At QCon London 2026, Clara Higuera, Responsible AI Program Lead at BBVA, announced that many of the risks associated with AI systems are fundamentally engineering challenges rather than pure governance or policy issues. This session explored how AI systems are being integrated into critical products and decision-making processes. As deployments continue, failures in these systems can have significant real-world consequences. This shift requires engineers to treat the ethical properties of AI systems with the same rigor they apply to reliability, performance, and security.
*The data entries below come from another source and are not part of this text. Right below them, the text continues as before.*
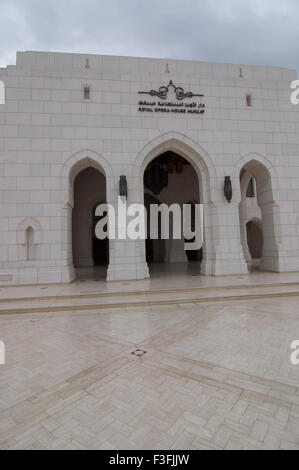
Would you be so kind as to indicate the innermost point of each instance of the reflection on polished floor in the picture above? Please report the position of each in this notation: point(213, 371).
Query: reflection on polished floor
point(216, 375)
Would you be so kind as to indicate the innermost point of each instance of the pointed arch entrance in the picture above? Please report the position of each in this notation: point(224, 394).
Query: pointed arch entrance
point(196, 159)
point(84, 184)
point(258, 216)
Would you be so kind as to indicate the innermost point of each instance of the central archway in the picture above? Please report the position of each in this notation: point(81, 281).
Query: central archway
point(173, 180)
point(202, 167)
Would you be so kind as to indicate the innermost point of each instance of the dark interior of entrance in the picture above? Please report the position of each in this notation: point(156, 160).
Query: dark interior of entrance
point(89, 192)
point(170, 179)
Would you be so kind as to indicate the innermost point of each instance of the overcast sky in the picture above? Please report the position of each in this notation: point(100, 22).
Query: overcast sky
point(262, 32)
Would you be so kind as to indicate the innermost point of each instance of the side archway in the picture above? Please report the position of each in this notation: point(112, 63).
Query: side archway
point(93, 165)
point(198, 158)
point(264, 176)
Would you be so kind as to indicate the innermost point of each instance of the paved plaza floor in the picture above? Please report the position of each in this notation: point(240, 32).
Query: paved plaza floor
point(215, 375)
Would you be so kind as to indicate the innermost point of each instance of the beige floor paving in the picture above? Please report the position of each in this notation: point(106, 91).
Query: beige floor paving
point(215, 376)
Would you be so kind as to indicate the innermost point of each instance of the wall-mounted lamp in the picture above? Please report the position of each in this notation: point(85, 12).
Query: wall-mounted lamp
point(123, 186)
point(228, 189)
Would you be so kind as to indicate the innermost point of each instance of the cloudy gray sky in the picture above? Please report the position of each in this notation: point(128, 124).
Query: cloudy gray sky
point(262, 32)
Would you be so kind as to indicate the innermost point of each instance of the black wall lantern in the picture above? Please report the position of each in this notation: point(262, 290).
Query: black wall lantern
point(228, 189)
point(123, 186)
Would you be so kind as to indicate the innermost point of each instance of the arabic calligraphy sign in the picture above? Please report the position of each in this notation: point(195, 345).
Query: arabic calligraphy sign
point(177, 107)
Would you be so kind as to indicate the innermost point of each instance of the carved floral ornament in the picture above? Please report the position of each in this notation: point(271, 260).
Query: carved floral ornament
point(178, 106)
point(164, 90)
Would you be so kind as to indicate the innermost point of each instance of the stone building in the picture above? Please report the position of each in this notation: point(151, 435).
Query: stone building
point(72, 124)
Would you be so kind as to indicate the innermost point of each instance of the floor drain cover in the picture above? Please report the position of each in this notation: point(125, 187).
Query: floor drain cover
point(139, 353)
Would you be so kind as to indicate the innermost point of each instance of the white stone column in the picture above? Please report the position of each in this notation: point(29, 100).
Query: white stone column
point(177, 251)
point(127, 257)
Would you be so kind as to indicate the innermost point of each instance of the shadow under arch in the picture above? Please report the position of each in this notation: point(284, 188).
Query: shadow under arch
point(72, 168)
point(78, 162)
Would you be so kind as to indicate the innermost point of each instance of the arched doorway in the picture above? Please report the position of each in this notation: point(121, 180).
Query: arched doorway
point(90, 255)
point(255, 241)
point(170, 179)
point(257, 217)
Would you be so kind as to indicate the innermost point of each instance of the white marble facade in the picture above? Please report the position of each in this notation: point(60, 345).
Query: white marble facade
point(50, 131)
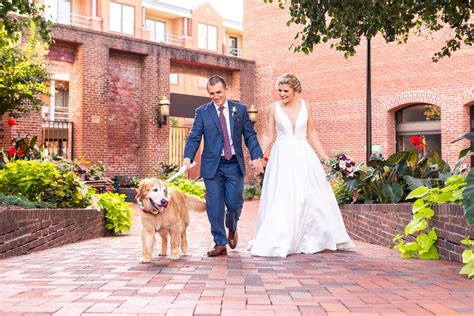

The lecture began with the widely publicized case in the United States in which Robert Williams was wrongly arrested after being mistakenly identified by a facial recognition system. Incidents like this highlight how algorithmic errors can directly impact individuals and communities.
Such failures are often caused by technical choices made during development. Training datasets may not be representative of the population affected by the system, model architectures may lack explainability, and evaluation pipelines may fail to detect bias before deployment.
The talk emphasized that rather than viewing these issues as external policy concerns, they originate within the engineering process itself.

AI systems encode values built into the design. Decisions about data collection, feature engineering, model architecture, and evaluation metrics can all impact how the system behaves in production. For example, biased results in loan approvals, recruitment processes, or medical diagnostics can be caused by unrepresentative training data or poorly defined optimization goals. Without explicit checks, the model can reinforce historical biases present in the dataset.
According to the presentation, incorporating ethical principles into the AI lifecycle requires engineers to ask questions throughout development rather than after deployment. This includes assessing the representativeness of datasets, measuring model behavior across demographic groups, and ensuring the system is observable after deployment. The talk highlighted several principles that guide AI system design. Fairness, transparency, security, sustainability, and accountability were presented as important factors that engineers must consider when building AI-powered systems.
Equity requires evaluating how a model performs across different groups and ensuring that outcomes do not systematically disadvantage certain groups. Transparency involves increasing the interpretability and explainability of models so that stakeholders understand how decisions are made.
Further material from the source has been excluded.